En revanche, ils ne sont pas totalement opposés aux paiements électroniques. Les services de cartes prépayées comme Suica, qui sont vendus par les principales compagnies ferroviaires du pays, sont populaires. Les épiceries et les dépanneurs ont également tendance à accepter les cartes Suica. Andy Champagne, CTO d'Akamai, est convaincu que les pièces sont en place pour que le Japon mette fin à son histoire d'amour avec l'argent. C'est une société extraordinairement technique et une société très intéressée par les transactions numériques, dit-il. Compte tenu de la volonté du gouvernement de passer rapidement au sans numéraire, il s'agit d'une opportunité unique à un moment unique.

Mais même si c'est le cas, pourquoi les blockchains ? Les crypto-monnaies d'aujourd'hui ont tendance à être volatiles à moins qu'elles ne soient adossées à une monnaie fiduciaire dans un compte bancaire. Ils sont difficiles à utiliser et à protéger des pirates, et les transactions blockchain qui s'avèrent frauduleuses ne peuvent pas être annulées.
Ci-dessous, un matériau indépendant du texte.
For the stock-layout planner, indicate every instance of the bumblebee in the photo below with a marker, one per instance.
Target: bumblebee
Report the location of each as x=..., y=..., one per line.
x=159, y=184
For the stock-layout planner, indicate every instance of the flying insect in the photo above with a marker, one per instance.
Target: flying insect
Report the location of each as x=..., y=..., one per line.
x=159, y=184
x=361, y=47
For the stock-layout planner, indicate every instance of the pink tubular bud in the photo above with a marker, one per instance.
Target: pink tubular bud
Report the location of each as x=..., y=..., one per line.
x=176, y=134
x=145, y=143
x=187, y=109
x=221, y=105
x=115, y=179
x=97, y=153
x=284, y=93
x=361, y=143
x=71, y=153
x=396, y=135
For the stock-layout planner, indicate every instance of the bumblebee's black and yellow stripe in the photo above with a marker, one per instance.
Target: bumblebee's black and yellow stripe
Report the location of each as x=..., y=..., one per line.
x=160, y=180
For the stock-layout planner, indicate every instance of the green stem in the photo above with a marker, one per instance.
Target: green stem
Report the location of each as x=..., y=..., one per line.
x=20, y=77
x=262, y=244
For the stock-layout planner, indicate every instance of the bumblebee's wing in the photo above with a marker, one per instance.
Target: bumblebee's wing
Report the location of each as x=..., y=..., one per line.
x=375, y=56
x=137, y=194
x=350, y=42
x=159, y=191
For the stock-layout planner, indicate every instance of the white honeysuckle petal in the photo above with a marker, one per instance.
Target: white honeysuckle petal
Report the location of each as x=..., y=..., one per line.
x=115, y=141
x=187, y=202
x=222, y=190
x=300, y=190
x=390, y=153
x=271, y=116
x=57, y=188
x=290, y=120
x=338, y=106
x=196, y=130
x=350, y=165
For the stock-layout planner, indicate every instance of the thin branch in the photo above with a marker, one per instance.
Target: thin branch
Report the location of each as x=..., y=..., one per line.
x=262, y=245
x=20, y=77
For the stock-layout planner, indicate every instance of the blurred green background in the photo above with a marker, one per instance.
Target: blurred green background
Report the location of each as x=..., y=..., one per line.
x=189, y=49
Les services tiers tels que les échanges peuvent avoir de gros problèmes de sécurité, comme l'ont montré les hacks Mt. Gox et Coincheck. Et les blockchains les plus populaires sont lentes et nécessitent des masses de puissance de calcul pour sécuriser le grand livre, ce qui leur donne d'énormes empreintes carbone.

Les systèmes que les banques japonaises sont en train de construire pourraient changer cela. La blockchain de MUFG fonctionnera sur les serveurs d'Akamai. La société est habile à créer des algorithmes propriétaires pour fournir du contenu Web aux utilisateurs du monde entier, son cœur de métier. Cette expertise se traduit facilement par la gestion d'un réseau plus économe en énergie, plus rapide et moins cher à exploiter qu'une blockchain publique, explique Champagne. À tel point, selon MUFG, que même les paiements trop petits pour avoir un sens sur les réseaux de cartes de crédit traditionnels seront réalisables.

Les Japonais vont-ils vraiment abandonner leur argent pour les blockchains ? Yoriko Beal, cofondatrice de HashHub , un espace de coworking pour les startups blockchain à Tokyo, est sceptique. La popularité des cartes Suica montre que ce n'est pas en dehors du domaine du possible. Mais elle pense que c'est une question d'utilité, pas de technologie sous-jacente. Les cartes Suica sont très utiles, alors les gens les ont adoptées, dit-elle : Si MUFG et Akamai sont si sûrs que l'utilisation de la blockchain peut réduire considérablement les coûts par rapport à l'utilisation des cartes de métro, cela pourrait arriver.